E’ un mondo difficile. Quello digitale. Nel mondo analogico posso presentarmi allo sportello delle poste italiane e pagare un bollettino di conto corrente postale intestato ad altri. Mi e’ arrivata una bolletta (enel) la sera della scadenza. Decido di pagarla online: le poste mi permettono di farlo a patto di pagare un balzello pari al 2% del valore del bollettino, visto che voglio usare la carte di credito e non sono dotato di strumenti equivalenti dotati del logo Poste Italiane. Non mi piace, semmai vorrei uno sconto visto che faccio tutto da solo e non impiego il tempo dello sportellista di turno! Allora decido di registrarmi presso Enel, visto che promettono di permettere il pagamento con carta di credito. Dopo averlo fatto scopro di non poter in alcun modo accedere ai dati della bolletta o del contatore. La ragione e’ semplice: e’ a nome di mia moglie. Visto che c’e’ un problema mi dicono di chiamare il numero verde. Sono nell’orario di servizio e procedo. Non c’e’ verso di parlare con esseri umani ma perdo una ventina di minuti navigando per il loro sistema senza riuscire a venirne a capo. Alla fine decido di registrare un account con nome, cognome e codice fiscale di mia moglie. Funziona. Preciso. Sono sicuro che se mi fossi presentato di persona presso uno sportello del mondo analogico con la bolletta intestata a mia moglie e avessi detto di volerla pagare non ci sarebbero state complicazioni.

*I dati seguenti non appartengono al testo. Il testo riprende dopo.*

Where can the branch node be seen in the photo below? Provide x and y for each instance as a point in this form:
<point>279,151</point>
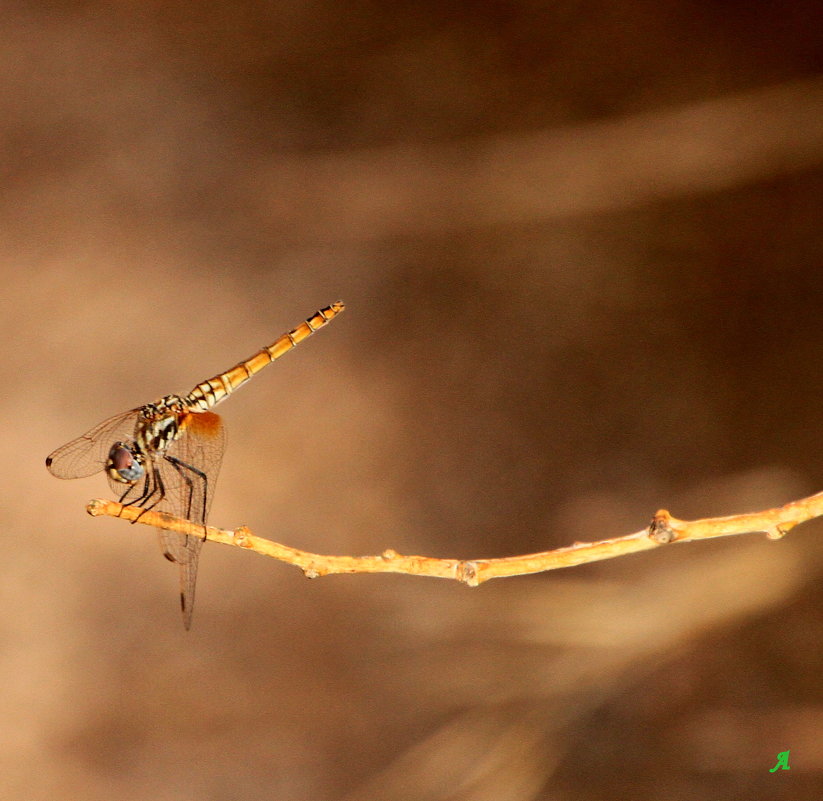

GMail ha un po’ di problemi. Nulla di grave, dal mio punto di vista, nonostante GMail sia diventato mostruosamente importante: e’ li’ che ho pressoche’ tutta la mia posta elettronica, nonostante abbia ben piu’ di 20 indirizzi attivi. Bene: succede che siano andati completamente distrutti circa 60 account e compaiono periodicamente alcune vulnerabilita’.
E’ il caso di fare un backup di tutto e spostarsi velocemente? No, non e’ il caso di migrare. Dove poi? Fare un backup e’ sempre un’ottima idea (qui qualche suggerimento). Non penso che gli altri servizi di posta elettronica on line siano piu’ sicuri. Ricordarsi del fatto che si tratta di un servizio gratuito ed in beta non e’ male. E’ oramai normale avere aspettative elevatissime nei confronti dei servizi di Google. Non e’ normale affidare tutto la propria posta elettronica ad on servizio online, tanto e’ Google… come se fosse il paradigma dell’affidabilita’ e della continuita’. Non che non siano straordinariamente performanti e spesso molto efficaci, pero’ la perfezione e’ lontana da un prodotto in beta.
Le sorprese non sono certo finite. Avete provato l’affinità ad esempio?
Il Calendario 2007 ufficiale sarà comunque quello gestito da Google Calendar. Questi PDF e queste immagini basate su Firefox possono essere una buona idea.